The Seattle Times reports today on two separate efforts by ex-Seattle Post-Intelligencer journalists to create their own online news services. The Times story says one group has met with academics, while the other has discussed plans with public broadcasters.
Their goal is similar to one underway in Denver, where a group that worked for the now-defunct Rocky Mountain Newsis seeking subscriptions for a local news site called In Denver Times. But in Denver, the Rocky stopped publishing anything, while the P-I converted to a lean, online-only news site after it published its last edition 10 days ago. Hearst kept about 20 employees for its SeattlePI.com.
The two initiatives under discussion would compete with SeattlePI.com and The Seattle Times.
The Times says neither group of Seattle journalists has settled on a business model. There’s talk of pledges (à la public broadcasting), community ownership and foundation support.

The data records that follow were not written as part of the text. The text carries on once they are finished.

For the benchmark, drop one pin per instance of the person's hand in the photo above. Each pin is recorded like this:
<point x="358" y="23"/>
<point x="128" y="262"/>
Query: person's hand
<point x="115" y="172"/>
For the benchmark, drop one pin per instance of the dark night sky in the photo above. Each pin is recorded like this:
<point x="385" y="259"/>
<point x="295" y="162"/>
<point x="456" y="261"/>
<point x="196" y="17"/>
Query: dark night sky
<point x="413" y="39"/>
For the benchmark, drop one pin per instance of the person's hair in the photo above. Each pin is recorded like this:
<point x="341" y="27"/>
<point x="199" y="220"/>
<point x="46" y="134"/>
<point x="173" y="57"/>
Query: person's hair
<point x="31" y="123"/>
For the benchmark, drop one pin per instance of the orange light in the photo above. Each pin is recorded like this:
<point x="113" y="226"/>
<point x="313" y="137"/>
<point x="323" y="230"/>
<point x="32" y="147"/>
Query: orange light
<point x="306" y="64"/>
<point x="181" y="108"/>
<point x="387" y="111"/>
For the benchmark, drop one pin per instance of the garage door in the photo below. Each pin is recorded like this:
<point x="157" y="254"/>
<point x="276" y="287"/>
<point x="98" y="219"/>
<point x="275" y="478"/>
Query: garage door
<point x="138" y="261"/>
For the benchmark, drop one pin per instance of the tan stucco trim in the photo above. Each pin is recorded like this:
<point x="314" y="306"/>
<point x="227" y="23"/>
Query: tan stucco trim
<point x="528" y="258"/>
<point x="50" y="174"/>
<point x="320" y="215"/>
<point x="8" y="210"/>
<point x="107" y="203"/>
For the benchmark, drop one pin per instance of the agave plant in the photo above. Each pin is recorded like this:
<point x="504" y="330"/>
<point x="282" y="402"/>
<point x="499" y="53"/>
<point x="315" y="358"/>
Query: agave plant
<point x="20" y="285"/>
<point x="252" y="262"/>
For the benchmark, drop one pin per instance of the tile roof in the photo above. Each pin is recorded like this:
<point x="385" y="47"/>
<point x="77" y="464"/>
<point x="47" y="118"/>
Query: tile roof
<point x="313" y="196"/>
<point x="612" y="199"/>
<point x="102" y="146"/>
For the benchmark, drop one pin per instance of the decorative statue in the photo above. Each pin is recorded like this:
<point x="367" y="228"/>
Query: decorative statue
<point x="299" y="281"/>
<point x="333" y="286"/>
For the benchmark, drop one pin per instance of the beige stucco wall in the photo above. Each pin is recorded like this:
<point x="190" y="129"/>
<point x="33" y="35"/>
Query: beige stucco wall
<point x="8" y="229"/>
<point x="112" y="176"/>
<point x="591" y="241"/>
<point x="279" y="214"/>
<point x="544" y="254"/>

University of Washington communications professor David Domke is one of the academics who has spoken to the journalists:
“Domke and other university faculty have met with a group of former P-I editors and reporters who hope to establish a news organization that would produce investigative, enterprise and narrative journalism focused on the West.
“‘These aren’t the kind of stories you can do in a day or two,’ said Rita Hibbard, a former P-I assistant managing editor and spokeswoman for the group. ‘How do we keep this form alive? The need is still there.’”
The other initiative, called Seattle Post Globe, would be owned by community members like pro football’s Green Bay Packers:
Meanwhile, SeattlePI.com’s Web traffic is down 20 percent since the paper folded, according to a post on paidContent.org by ex-P-I reporter Joseph Tartakoff. (On Thursday, the site published Tartakoff’s account of the final days of the P-I.)
Oh, and if you have an idea about what to do with all those empty Post-Intelligencer newspaper boxes, inquiring minds want to know.